Word of the Day : September 5, 2017


adjective SKROO-pyuh-lus


1 : having moral integrity : acting in strict regard for what is considered right or proper

2 : punctiliously exact : painstaking

Did You Know?

Scrupulous and its close relative scruple ("an ethical consideration or principle") come from the Latin noun scrupulus, the diminutive of scrupus. Scrupus refers to a sharp stone, so scrupulus means "a small sharp stone." Scrupus retained its literal meaning but eventually also came to be used with the metaphorical meaning "a source of anxiety or uneasiness," the way a sharp pebble in one's shoe would be a source of pain. When the adjective scrupulous entered the language, it meant "principled," but now it also commonly means "painstaking" or "careful."

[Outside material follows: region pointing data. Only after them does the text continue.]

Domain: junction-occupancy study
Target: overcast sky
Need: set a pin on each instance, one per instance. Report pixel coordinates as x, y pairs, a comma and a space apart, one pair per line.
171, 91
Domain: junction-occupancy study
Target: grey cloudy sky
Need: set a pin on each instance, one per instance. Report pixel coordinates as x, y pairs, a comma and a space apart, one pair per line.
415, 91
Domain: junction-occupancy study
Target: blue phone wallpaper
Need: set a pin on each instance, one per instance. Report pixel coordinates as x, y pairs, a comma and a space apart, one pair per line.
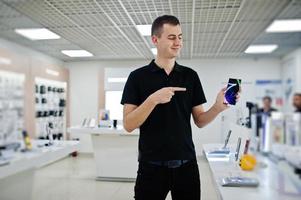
232, 90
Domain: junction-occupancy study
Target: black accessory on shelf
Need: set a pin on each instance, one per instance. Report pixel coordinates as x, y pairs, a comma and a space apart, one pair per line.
37, 88
44, 100
62, 103
42, 89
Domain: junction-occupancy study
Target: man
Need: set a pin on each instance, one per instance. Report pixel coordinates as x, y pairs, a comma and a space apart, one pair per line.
267, 106
297, 102
159, 99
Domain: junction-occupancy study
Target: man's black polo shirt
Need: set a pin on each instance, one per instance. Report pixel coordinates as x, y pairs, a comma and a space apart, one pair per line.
166, 133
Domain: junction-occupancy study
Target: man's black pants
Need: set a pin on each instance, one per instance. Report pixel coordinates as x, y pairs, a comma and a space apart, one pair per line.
154, 182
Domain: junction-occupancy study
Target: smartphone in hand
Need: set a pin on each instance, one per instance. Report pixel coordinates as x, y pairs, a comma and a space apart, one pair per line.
232, 90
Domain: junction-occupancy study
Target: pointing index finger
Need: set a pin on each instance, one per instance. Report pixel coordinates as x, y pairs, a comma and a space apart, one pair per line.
178, 89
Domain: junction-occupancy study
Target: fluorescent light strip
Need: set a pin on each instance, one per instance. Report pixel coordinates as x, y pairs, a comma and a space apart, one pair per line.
37, 34
257, 49
154, 50
281, 26
117, 80
52, 72
77, 53
145, 30
5, 61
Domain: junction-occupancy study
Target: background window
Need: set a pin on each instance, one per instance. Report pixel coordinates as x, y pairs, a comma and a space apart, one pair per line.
112, 104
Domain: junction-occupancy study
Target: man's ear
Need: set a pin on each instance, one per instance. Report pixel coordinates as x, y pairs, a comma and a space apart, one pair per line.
154, 39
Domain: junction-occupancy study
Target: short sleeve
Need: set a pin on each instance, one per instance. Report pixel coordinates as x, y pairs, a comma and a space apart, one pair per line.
130, 93
198, 92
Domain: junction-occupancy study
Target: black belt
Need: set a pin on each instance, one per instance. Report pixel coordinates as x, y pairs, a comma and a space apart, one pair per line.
169, 163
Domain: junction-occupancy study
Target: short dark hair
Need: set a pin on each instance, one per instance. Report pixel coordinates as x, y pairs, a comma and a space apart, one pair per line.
268, 98
160, 21
297, 94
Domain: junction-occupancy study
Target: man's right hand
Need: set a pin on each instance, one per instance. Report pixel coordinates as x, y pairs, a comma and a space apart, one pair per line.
165, 94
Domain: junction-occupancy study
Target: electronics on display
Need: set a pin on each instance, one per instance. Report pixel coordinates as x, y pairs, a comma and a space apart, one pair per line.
50, 101
232, 90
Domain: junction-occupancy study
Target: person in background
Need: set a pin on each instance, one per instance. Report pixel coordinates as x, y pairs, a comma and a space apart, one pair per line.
160, 99
297, 102
267, 106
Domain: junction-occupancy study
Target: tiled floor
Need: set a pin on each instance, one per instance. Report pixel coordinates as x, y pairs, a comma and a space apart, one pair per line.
74, 179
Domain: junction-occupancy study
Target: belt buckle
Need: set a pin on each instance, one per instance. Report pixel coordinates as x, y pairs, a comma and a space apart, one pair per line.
174, 163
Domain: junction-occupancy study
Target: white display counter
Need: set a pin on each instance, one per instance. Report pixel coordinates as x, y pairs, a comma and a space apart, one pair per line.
16, 177
115, 152
277, 181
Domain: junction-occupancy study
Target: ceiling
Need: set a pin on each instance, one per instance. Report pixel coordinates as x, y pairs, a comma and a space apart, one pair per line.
211, 28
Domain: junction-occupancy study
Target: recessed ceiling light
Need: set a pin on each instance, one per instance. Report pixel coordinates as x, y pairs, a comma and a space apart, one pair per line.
77, 53
117, 80
154, 50
52, 72
278, 26
145, 30
37, 34
254, 49
5, 61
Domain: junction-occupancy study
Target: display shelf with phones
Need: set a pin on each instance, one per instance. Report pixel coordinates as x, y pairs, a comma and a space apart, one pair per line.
11, 106
50, 104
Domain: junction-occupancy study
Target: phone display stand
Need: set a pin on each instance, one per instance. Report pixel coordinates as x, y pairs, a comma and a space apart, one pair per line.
239, 181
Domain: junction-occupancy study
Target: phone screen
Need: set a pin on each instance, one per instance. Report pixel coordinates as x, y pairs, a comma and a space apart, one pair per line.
232, 90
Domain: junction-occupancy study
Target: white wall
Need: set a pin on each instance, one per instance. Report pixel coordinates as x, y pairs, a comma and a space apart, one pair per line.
17, 49
291, 69
213, 73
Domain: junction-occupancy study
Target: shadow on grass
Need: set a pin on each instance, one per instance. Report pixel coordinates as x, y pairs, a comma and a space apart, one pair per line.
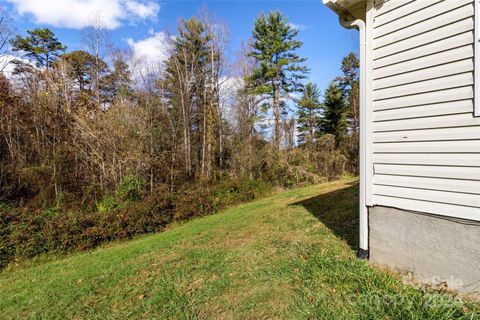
338, 210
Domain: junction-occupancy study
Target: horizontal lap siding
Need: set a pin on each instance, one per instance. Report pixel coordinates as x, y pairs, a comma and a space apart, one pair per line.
426, 142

"As a child, I somehow absorbed the idea that getting in the way of other people or wasting their time was a terrible offense. I have been scrupulous about standing to the right on escalators, not blocking aisles, not showing up late." — Rebecca Solnit, Harper's, July 2017

"Don't do business on the side with an elected official who can benefit your clients by lowering their property assessments. But if you do, be absolutely scrupulous about filling out every disclosure form. Or you'll look like you're trying to hide something—and maybe you are." — The Chicago Sun-Times, 27 July 2017

Name That Antonym

Fill in the blanks to complete an antonym of scrupulous: _ nc _ _ s _ _ o _ a _ _ e.